There’s more to the Sunshine State than gators, mangrove trees, and, well, sunshine. With the help of Orlando’s Economic Development Commission, filmmakers and the actors they employ are given plenty of reasons to create their next big project in central Florida.
The Metro Orlando Film Commission seeks to make the state a desirable location for feature films, television shows, and new media. In assisting local production companies in the development of both film and digital media, the commission provides enviable support to network artists. Factor in weather that rivals L.A.’s, with temperatures resting reliably in the 70s and 80s, allowing for year-round shooting, and Florida’s a solid contender for film production.
“The Orlando Film Commission really works with each production as an extension of their production team,” says Sheena Fowler, Orlando film commissioner. The commission upholds a stellar reputation when it comes to assisting local projects, receiving glowing testimonials from visiting directors and producers. “Once someone works with our office, they want to bring their next project here.”
Among the commission’s benefits is one-stop permitting for location shooting, which means that the 4,000 square miles of glades, fields, and beaches in the metro Orlando region are easily accessible for filming. “Rather than having to go to every individual jurisdiction and figure out their process,” says Fowler, “you just work with our office and we handle all the outreach...saving you time, money, and peace of mind.”
Filmmakers also have access to an extensive digital location library, preliminary scouting and familiarization tours, assistance with local accommodations, and, best of all, 24-hour access to the Orlando Filmbook, a database of over 1,600 names, numbers, and credentials. “[It’s] a one-stop source to locate skilled crew and qualified companies to support your production from inception to completion,” explains Fowler.

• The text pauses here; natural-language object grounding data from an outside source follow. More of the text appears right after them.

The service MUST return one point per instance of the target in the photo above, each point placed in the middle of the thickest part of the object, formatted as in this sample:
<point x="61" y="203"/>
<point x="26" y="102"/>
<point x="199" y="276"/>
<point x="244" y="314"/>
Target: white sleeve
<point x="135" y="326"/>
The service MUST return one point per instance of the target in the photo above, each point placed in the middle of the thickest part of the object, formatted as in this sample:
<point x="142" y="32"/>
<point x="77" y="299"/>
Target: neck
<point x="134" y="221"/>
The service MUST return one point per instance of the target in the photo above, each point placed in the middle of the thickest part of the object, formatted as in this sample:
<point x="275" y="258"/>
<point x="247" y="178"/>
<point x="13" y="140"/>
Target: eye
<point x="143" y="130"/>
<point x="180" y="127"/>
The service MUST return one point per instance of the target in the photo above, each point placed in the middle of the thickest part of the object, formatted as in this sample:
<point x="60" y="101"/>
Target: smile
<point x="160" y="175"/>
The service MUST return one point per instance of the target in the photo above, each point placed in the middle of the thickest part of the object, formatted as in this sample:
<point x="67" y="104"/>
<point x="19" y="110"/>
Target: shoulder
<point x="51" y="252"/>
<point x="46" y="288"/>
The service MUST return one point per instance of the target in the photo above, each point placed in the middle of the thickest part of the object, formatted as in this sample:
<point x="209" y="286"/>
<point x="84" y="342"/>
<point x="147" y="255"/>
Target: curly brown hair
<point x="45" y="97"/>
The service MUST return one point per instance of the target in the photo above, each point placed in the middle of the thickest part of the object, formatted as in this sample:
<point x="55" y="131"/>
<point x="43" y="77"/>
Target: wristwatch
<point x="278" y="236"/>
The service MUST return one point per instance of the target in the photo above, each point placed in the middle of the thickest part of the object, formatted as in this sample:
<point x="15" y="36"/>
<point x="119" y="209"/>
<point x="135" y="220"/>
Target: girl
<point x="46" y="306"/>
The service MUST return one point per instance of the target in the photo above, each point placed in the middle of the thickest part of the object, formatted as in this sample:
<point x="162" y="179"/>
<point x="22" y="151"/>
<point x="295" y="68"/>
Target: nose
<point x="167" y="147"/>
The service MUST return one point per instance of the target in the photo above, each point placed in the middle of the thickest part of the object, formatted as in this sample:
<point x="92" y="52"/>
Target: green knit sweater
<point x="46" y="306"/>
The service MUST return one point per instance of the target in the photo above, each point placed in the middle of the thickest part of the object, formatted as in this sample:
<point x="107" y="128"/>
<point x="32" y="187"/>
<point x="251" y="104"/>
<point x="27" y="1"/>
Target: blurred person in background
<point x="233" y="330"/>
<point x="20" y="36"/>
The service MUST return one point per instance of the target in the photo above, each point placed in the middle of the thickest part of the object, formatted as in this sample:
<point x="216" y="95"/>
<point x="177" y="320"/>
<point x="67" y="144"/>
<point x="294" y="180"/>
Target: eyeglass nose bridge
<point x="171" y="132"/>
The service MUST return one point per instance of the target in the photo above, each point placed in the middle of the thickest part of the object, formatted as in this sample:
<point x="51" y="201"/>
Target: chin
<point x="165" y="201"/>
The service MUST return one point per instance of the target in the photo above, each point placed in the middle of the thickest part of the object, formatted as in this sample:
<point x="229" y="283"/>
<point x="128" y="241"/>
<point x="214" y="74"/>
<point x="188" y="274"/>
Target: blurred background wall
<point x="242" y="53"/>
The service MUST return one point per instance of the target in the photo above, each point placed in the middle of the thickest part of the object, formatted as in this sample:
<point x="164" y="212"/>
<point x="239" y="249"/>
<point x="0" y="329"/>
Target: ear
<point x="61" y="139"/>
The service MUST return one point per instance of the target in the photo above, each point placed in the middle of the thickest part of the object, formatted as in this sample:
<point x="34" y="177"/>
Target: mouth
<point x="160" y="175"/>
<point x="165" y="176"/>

For artists planning a more permanent stay in Orlando, the region also boasts an array of film schools geared toward launching professional careers. The University of Central Florida offers an MFA film program, while Full Sail University’s curriculum includes degrees as diverse as game development, entertainment business, and sports media. “Our mission was to help build the infrastructure for film production in central Florida,” says Ralph Clemente, program chair of film production technology at Valencia College. “I try to give [my] students as real an opportunity [as possible] to learn the art of filmmaking by working on real films with real people.”

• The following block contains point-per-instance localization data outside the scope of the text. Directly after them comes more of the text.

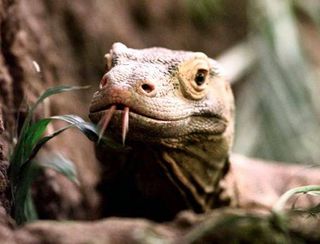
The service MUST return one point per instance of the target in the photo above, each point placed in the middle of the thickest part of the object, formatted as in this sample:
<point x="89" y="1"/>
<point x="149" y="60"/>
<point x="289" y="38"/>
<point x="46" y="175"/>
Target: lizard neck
<point x="196" y="170"/>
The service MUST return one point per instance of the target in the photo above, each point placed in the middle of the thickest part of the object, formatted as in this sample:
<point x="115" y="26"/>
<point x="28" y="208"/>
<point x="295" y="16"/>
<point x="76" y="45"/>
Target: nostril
<point x="103" y="82"/>
<point x="147" y="87"/>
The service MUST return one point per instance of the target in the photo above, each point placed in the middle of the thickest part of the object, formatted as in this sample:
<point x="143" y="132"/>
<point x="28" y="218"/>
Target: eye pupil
<point x="200" y="77"/>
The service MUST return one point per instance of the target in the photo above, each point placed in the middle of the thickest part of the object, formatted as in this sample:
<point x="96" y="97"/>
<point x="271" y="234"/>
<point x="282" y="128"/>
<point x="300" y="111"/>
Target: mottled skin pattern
<point x="180" y="131"/>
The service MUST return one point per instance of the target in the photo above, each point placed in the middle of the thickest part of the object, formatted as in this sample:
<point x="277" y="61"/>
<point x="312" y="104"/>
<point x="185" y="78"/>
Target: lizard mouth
<point x="122" y="112"/>
<point x="107" y="116"/>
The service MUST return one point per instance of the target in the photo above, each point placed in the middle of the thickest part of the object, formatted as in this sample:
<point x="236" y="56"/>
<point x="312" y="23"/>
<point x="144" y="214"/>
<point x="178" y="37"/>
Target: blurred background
<point x="270" y="50"/>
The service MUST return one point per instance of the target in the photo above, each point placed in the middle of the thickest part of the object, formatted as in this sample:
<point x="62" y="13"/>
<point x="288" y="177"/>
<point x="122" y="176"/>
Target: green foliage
<point x="23" y="169"/>
<point x="278" y="107"/>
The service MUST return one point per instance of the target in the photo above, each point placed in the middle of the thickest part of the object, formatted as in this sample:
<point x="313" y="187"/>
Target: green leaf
<point x="25" y="147"/>
<point x="49" y="92"/>
<point x="90" y="130"/>
<point x="23" y="205"/>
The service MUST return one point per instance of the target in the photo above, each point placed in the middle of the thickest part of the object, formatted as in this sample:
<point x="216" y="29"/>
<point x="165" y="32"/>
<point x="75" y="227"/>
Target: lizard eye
<point x="200" y="77"/>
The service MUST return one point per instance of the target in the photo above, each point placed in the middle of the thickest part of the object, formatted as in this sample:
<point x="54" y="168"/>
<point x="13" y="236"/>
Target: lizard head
<point x="157" y="95"/>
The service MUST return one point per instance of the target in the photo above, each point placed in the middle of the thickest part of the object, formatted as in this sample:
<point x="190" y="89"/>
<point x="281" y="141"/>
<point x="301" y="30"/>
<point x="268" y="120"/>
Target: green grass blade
<point x="90" y="130"/>
<point x="25" y="147"/>
<point x="23" y="206"/>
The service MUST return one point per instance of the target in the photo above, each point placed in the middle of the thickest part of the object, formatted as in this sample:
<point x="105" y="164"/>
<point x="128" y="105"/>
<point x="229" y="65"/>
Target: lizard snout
<point x="146" y="88"/>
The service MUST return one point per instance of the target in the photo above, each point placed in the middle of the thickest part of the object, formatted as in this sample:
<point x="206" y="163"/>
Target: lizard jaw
<point x="108" y="114"/>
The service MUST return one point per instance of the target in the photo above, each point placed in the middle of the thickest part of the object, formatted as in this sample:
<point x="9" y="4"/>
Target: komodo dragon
<point x="175" y="110"/>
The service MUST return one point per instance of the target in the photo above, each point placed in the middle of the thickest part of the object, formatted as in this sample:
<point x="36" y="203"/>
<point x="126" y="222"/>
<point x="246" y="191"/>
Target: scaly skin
<point x="176" y="111"/>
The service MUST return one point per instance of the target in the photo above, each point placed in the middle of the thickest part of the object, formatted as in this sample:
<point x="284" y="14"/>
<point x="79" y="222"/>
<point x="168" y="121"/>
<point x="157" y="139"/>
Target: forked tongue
<point x="125" y="123"/>
<point x="105" y="120"/>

Valencia’s film program is one of only a few in the country that focuses on big-budget productions. Students in Clemente’s classes have had a hand in 47 feature films in the last two decades. The department uses a $2.5 million feature film equipment package, which Clemente describes as “very unusual for a film school. We’ve done every genre you can think of, always involving a partnership of industry professionals and advanced film students.”
As for actors looking to build their reel among the palm trees, they need only get involved with the Film Commission and its many programs. There are more performance opportunities in Orlando outside of its many theme parks. As Clemente says, “Under every fuzzy character at Disney there lives a Shakespearean actor.”